Bend It Like Beckam (2002)
Upcoming Screenings in Series

Screenings
Bend It Like Beckham in 35mm
Jesminder “Jess” Bhamra (Parminder Nagra) dreams of playing professional soccer, but her strict Sikh parents have designs on her future as a lawyer and wife. So when Jess is recruited to join the local amateur team by the confident Jules (Keira Knightley), Jess keeps the hobby from her family, until a publicized match forces her father to reckon with his daughter’s true passion.
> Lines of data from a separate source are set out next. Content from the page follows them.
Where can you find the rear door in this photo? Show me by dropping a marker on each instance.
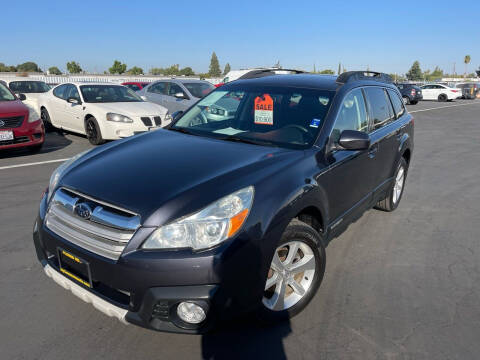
(348, 180)
(383, 133)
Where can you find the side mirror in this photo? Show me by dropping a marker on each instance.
(74, 101)
(176, 115)
(354, 140)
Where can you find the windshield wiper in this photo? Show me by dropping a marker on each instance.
(248, 141)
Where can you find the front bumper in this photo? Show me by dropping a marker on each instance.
(29, 134)
(145, 287)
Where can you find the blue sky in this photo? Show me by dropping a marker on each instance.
(385, 35)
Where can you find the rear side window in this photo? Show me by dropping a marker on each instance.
(380, 110)
(397, 103)
(59, 91)
(352, 115)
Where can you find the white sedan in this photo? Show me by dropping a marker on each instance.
(101, 111)
(440, 92)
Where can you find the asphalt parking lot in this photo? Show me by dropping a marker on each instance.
(402, 285)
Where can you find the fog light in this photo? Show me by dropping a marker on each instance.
(190, 312)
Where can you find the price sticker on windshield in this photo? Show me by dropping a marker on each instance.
(263, 110)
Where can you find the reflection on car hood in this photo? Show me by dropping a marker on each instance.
(144, 172)
(129, 108)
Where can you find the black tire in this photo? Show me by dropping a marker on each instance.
(390, 203)
(35, 148)
(47, 122)
(93, 132)
(298, 231)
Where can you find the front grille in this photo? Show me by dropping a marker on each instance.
(17, 140)
(105, 231)
(11, 122)
(146, 120)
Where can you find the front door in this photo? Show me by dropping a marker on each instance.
(348, 179)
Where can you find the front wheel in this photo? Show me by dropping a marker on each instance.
(395, 192)
(295, 273)
(93, 132)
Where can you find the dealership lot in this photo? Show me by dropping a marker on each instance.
(400, 285)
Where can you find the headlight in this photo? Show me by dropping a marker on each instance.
(32, 114)
(57, 174)
(118, 118)
(206, 228)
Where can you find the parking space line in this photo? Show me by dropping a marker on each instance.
(32, 164)
(442, 107)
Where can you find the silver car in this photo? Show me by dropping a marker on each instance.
(176, 94)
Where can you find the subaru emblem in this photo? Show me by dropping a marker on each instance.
(83, 210)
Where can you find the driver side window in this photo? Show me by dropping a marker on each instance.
(352, 115)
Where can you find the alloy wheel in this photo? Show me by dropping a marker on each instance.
(290, 276)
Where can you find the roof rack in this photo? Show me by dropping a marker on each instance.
(267, 72)
(363, 75)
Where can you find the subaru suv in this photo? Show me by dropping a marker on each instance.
(223, 214)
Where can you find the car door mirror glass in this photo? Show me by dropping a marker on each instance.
(354, 140)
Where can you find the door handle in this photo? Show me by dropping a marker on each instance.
(372, 152)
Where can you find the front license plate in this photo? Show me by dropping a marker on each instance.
(74, 268)
(6, 135)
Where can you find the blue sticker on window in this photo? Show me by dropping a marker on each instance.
(315, 123)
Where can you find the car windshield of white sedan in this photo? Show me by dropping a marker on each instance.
(29, 87)
(283, 117)
(199, 90)
(5, 94)
(108, 93)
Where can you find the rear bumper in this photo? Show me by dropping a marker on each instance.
(29, 134)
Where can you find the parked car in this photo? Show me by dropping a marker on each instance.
(254, 73)
(439, 92)
(469, 90)
(101, 111)
(134, 85)
(176, 94)
(20, 126)
(411, 94)
(209, 219)
(32, 89)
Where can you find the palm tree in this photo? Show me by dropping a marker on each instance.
(466, 61)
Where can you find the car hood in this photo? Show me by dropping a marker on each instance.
(12, 107)
(164, 174)
(130, 108)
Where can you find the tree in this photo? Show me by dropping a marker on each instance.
(74, 67)
(415, 73)
(466, 61)
(54, 71)
(227, 69)
(117, 68)
(135, 71)
(29, 66)
(214, 69)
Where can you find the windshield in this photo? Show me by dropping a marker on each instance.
(5, 94)
(273, 116)
(108, 93)
(199, 89)
(28, 87)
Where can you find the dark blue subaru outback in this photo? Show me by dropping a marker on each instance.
(231, 208)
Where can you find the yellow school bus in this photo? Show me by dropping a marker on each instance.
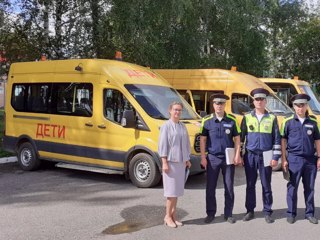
(286, 88)
(90, 114)
(198, 85)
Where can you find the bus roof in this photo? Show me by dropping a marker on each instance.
(210, 79)
(121, 72)
(284, 80)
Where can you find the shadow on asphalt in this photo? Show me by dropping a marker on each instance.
(140, 217)
(277, 215)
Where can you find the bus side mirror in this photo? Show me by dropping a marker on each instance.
(128, 119)
(203, 113)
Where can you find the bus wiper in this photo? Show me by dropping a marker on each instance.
(160, 117)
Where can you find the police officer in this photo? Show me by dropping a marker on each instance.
(218, 132)
(260, 134)
(300, 135)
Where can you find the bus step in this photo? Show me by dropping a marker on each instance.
(87, 168)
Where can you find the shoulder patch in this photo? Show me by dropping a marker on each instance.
(313, 117)
(231, 115)
(289, 116)
(208, 116)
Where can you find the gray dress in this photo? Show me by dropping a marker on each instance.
(175, 145)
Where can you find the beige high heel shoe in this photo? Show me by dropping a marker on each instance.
(169, 223)
(178, 223)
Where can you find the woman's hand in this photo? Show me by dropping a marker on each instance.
(165, 167)
(188, 164)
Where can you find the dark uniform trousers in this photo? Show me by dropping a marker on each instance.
(252, 163)
(213, 169)
(301, 167)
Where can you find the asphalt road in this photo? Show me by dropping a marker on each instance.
(55, 203)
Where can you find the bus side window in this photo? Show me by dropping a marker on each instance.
(115, 104)
(241, 104)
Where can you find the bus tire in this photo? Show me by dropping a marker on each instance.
(27, 157)
(143, 171)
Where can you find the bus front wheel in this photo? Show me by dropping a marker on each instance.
(27, 157)
(143, 171)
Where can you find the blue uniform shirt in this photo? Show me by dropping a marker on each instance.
(261, 136)
(300, 137)
(219, 134)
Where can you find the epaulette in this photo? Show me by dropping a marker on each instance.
(289, 116)
(208, 116)
(231, 115)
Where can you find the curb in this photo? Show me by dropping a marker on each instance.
(8, 160)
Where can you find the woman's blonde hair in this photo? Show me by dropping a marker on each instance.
(175, 103)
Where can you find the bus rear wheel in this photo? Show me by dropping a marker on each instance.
(27, 157)
(143, 171)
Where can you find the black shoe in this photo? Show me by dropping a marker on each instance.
(268, 219)
(291, 220)
(312, 220)
(231, 220)
(249, 216)
(209, 219)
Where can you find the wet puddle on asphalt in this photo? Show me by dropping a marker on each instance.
(140, 217)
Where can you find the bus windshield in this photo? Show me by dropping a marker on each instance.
(155, 100)
(313, 103)
(276, 106)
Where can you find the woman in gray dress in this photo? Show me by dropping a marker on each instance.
(174, 150)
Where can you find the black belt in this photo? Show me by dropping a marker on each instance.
(218, 155)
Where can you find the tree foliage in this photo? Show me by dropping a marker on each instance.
(273, 37)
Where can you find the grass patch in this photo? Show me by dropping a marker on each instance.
(2, 152)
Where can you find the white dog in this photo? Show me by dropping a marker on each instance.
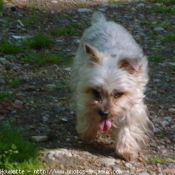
(108, 79)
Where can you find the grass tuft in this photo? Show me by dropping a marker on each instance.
(16, 152)
(10, 48)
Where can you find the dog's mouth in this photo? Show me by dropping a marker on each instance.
(105, 124)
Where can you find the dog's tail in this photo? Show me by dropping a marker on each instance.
(98, 17)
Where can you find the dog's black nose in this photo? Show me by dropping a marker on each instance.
(103, 114)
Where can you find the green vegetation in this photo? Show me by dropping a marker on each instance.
(160, 160)
(39, 41)
(31, 19)
(71, 29)
(5, 94)
(12, 82)
(43, 58)
(34, 50)
(166, 6)
(166, 2)
(16, 152)
(169, 37)
(1, 4)
(10, 48)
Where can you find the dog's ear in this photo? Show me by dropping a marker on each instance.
(93, 52)
(131, 65)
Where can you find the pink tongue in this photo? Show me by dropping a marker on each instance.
(105, 124)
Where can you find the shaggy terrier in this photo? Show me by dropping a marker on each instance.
(108, 79)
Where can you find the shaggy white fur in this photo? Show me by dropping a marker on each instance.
(109, 77)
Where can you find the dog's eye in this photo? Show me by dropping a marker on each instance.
(118, 94)
(96, 93)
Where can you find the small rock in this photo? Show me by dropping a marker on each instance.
(84, 10)
(39, 138)
(107, 161)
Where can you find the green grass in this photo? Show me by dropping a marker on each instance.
(44, 58)
(1, 4)
(5, 94)
(34, 50)
(166, 2)
(169, 37)
(164, 9)
(17, 152)
(39, 41)
(10, 48)
(31, 19)
(71, 30)
(12, 83)
(161, 159)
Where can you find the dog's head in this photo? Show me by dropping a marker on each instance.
(111, 84)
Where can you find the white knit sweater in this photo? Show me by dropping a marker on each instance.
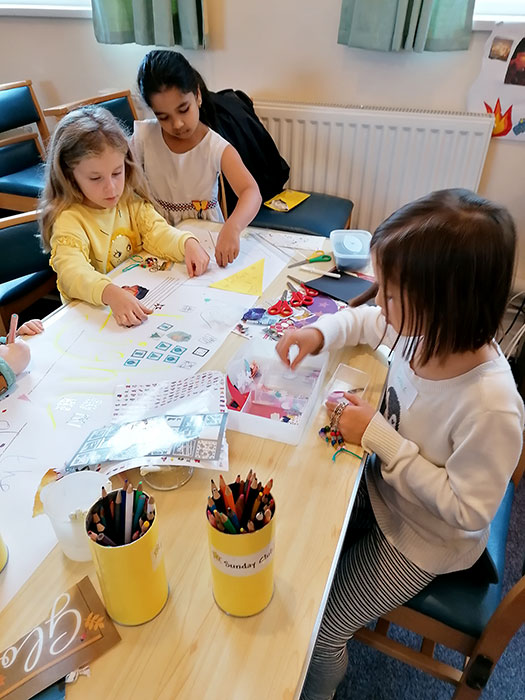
(447, 448)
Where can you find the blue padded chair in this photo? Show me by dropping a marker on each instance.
(21, 157)
(119, 104)
(318, 215)
(25, 275)
(464, 611)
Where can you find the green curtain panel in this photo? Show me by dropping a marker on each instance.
(406, 25)
(150, 22)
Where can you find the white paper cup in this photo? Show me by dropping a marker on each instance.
(66, 503)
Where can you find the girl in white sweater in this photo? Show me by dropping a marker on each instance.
(449, 435)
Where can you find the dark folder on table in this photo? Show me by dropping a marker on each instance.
(343, 289)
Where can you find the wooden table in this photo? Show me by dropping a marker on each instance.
(192, 650)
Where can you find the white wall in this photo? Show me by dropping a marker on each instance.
(271, 49)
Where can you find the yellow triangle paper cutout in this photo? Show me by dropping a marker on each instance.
(246, 281)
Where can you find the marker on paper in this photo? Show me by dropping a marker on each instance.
(318, 271)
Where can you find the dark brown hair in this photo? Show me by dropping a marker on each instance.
(162, 69)
(451, 253)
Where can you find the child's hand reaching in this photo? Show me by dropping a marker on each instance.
(33, 327)
(196, 258)
(354, 419)
(127, 309)
(228, 245)
(17, 355)
(308, 340)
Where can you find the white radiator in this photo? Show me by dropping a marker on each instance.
(379, 158)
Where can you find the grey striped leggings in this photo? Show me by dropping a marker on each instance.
(371, 579)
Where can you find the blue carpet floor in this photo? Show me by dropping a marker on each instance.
(374, 676)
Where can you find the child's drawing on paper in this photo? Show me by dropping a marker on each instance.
(136, 290)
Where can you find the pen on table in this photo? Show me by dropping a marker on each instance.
(150, 512)
(239, 506)
(319, 271)
(128, 518)
(12, 328)
(118, 505)
(228, 498)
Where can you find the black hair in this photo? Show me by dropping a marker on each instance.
(162, 69)
(451, 254)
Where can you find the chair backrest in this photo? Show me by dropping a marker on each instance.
(120, 104)
(19, 107)
(20, 241)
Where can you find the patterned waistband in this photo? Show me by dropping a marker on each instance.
(196, 204)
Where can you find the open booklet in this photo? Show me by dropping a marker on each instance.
(178, 423)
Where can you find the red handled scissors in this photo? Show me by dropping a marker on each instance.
(306, 290)
(282, 307)
(299, 298)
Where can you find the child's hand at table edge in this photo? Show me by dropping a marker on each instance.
(32, 327)
(196, 258)
(17, 355)
(228, 245)
(354, 419)
(127, 309)
(308, 340)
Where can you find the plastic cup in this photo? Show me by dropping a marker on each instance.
(3, 554)
(66, 503)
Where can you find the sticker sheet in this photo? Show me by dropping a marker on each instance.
(197, 437)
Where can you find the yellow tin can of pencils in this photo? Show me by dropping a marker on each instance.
(3, 553)
(242, 569)
(132, 576)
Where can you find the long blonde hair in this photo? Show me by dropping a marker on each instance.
(83, 133)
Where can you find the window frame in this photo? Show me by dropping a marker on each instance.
(81, 9)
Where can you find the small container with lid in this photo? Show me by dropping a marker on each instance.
(351, 248)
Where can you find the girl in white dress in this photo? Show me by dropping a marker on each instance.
(182, 157)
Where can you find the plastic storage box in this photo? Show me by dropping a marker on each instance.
(276, 394)
(351, 249)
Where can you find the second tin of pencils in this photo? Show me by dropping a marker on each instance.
(132, 576)
(242, 569)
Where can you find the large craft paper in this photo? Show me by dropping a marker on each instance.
(500, 87)
(77, 631)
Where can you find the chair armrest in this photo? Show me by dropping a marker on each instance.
(60, 110)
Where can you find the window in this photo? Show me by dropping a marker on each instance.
(46, 8)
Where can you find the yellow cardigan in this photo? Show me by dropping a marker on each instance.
(87, 243)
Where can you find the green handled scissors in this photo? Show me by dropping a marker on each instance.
(137, 261)
(318, 256)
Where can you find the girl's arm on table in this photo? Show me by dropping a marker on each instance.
(78, 279)
(247, 191)
(363, 325)
(165, 241)
(466, 491)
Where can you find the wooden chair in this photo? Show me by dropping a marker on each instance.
(463, 612)
(119, 104)
(25, 275)
(21, 156)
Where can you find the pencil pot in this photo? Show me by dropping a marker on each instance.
(132, 576)
(3, 553)
(242, 569)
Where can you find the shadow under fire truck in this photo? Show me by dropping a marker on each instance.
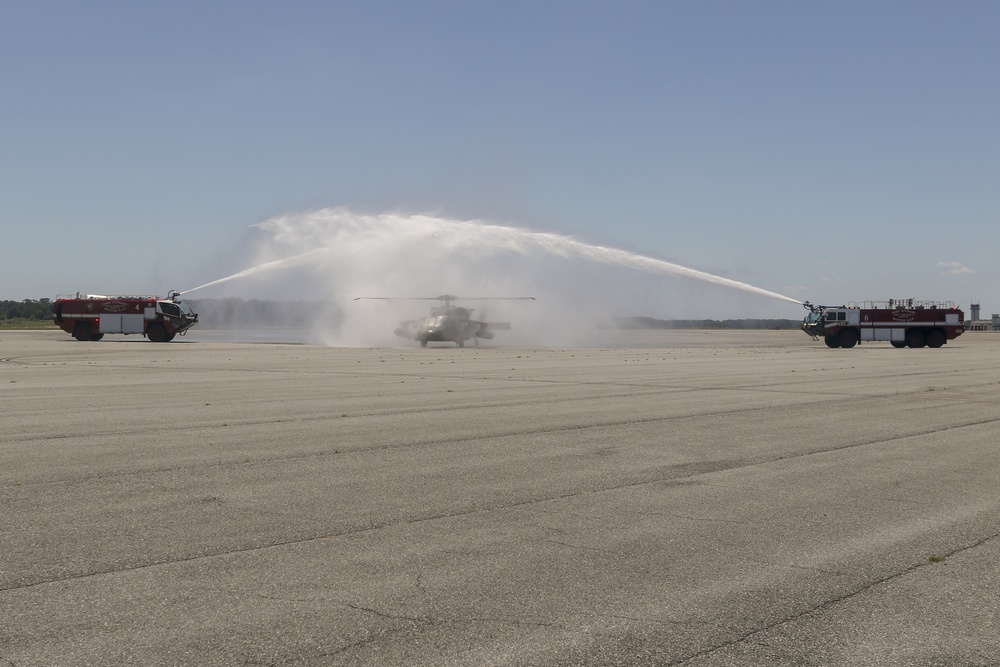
(91, 316)
(902, 322)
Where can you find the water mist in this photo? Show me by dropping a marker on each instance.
(335, 255)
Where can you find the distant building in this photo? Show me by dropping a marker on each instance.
(974, 323)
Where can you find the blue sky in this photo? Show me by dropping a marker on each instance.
(827, 151)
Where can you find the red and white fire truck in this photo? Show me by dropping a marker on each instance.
(901, 322)
(91, 316)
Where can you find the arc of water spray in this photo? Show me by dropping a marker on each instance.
(554, 242)
(278, 263)
(510, 239)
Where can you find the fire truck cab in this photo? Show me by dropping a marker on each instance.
(901, 322)
(91, 316)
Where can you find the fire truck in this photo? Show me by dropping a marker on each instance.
(901, 322)
(91, 316)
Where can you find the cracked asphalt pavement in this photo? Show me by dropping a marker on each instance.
(692, 498)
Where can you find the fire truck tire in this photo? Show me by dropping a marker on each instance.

Named for a kick technique popularized by English soccer star David Beckham, this British comedy was a critical success that inspired a generation of women to take up the sport.
35mm

Screenings
Shaolin Soccer in 35mm
Sing (Stephen Chow), a former Shaolin monk known as Mighty Steel Leg, is down on his luck. Poor and unable to recruit students to carry out his dream of popularizing martial arts in the modern world, he resorts to petty theft to survive. When former soccer player Golden Leg Fung (longtime Chow collaborator Ng Man-tat) whose dreams of stardom were squashed years prior, notices Sing’s superhuman abilities, he persuades him to use his skills for soccer. Sing assembles a team of martial-arts masters to face off against a colorful swath of eccentric professional players. Stephen Chow’s slapstick sports comedy was a smash hit in Hong Kong and introduced Chow’s signature style to an international audience.
35mm

Screenings
Offside in 35mm
Since 1979, women in Iran have been barred from attending male sporting events, though intrepid female fans often disguise themselves as men to gain access. After his daughter tried the same on multiple occasions, filmmaker Jafar Panahi co-wrote this narrativized account of young women who attempt to sneak into the June 2005 Iran/Bahrain FIFA World Cup-qualifying match in Tehran. Oscar-nominated screenwriter Panahi uses the backdrop of the actual 2005 game to underscore the overwhelming male presence in public spaces and the inequality faced by women in 2006—a reality still pervasive 20 years later—as well as the value of community solidarity in the face of oppressive regulations on the populace.